É preciso, então, entender que a finitude é um
destino inescapável para todos nós, nossos pais, filhos, amigos, irmãos,
companheiros. Daí a urgência de falar sobre ela. Ao deparar-se com uma doença
grave, conhecer a história de vida daquela pessoa, suas crenças e suas
diretivas antecipadas - por exemplo, quando deixou claro que não queria ficar
em uma cama - é fundamental. Outro ponto importante é a cultura familiar, o
conjunto de características que cerca cada família e também a compreensão que
essa família tem sobre a doença do paciente. Por fim, também importa muito
conversar com paciente, família e equipe multidisciplinar prezando sempre pela
ortotanásia, que é a morte no seu tempo certo/natural, sem utilizar meios que
encurtem o tempo de vida e também sem prolongá-la artificialmente com
tratamentos que causam mais desconforto.
Embora a medicina não seja capaz de curar todas as
doenças, ela é capaz de oferecer cuidados que trazem alívio para o sofrimento
físico até os últimos segundos de vida. Ironicamente, quando abrimos mão de
tentar prolongar a vida a qualquer custo, muitas vezes estamos oferecendo ao
paciente a possibilidade de viver mais e melhor. De acordo com a Worldwide Hospice
Palliative Care Alliance (WHPCA), 20 milhões de pessoas morrem com estresse e
dores desnecessários todos os anos. E, ironicamente, há estudos que mostram que
pessoas que não têm acesso a cuidados paliativos desde o diagnóstico acabam
vivendo menos tempo do que poderiam se tivessem tido esse acesso.

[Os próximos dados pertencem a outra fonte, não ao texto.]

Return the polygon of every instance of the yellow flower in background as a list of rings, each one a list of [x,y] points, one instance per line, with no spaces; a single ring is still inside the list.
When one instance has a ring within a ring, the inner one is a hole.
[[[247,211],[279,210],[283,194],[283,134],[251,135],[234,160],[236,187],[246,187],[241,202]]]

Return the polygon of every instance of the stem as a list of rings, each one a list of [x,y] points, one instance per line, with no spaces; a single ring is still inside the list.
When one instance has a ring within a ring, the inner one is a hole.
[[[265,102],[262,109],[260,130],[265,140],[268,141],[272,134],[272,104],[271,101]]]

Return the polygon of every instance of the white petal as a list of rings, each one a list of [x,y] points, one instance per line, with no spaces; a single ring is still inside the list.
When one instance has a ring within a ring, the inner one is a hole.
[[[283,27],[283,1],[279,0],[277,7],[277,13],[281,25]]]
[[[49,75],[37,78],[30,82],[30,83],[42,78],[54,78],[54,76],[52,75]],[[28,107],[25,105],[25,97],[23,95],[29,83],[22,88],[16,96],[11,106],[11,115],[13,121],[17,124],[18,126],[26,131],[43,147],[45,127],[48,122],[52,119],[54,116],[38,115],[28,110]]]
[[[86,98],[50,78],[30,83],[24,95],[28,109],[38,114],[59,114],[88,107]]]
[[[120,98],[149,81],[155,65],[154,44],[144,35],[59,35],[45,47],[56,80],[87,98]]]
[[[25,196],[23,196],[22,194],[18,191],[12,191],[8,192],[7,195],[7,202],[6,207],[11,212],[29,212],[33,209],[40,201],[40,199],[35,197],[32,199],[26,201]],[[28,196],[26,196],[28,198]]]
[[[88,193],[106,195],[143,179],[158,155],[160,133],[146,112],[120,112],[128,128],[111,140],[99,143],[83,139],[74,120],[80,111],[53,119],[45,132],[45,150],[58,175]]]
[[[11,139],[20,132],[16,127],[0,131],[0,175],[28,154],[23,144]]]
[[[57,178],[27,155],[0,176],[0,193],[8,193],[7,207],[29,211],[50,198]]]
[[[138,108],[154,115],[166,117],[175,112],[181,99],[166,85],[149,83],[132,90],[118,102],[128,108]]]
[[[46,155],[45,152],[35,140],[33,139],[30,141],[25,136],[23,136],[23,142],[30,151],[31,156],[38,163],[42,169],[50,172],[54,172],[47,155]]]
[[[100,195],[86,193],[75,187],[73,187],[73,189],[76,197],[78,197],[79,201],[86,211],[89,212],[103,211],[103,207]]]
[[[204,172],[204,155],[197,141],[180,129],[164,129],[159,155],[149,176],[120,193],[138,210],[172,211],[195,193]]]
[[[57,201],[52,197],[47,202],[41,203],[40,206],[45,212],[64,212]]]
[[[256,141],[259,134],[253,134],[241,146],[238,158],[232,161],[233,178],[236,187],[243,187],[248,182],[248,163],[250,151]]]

Precisamos parar de encarar os cuidados paliativos como um luxo ou mesmo como uma forma de deixar que nossos entes queridos morram sem fazer nada por eles. Ao contrário, abraçar o paliativismo é fazer tudo. Tudo o que os milênios de avanços médicos e tecnológicos podem oferecer para garantir uma vida plena e bem vivida até o fim. E, muitas vezes, fazer tudo é permitir que essa pessoa descanse, quando chega a hora, respeitando sua história e suas batalhas, suas dores e seu sofrimento, seja físico ou emocional, respeitando o amor que temos por ela e que ela tem por nós. Adotar os cuidados paliativos é deixar ir sem nunca, nunca soltar aquela mão.
Maria Fernanda Carvalho - graduada em Medicina com residência em Medicina Interna. Atualmente é coordenadora médica do Hospital São Marcelino Champagnat.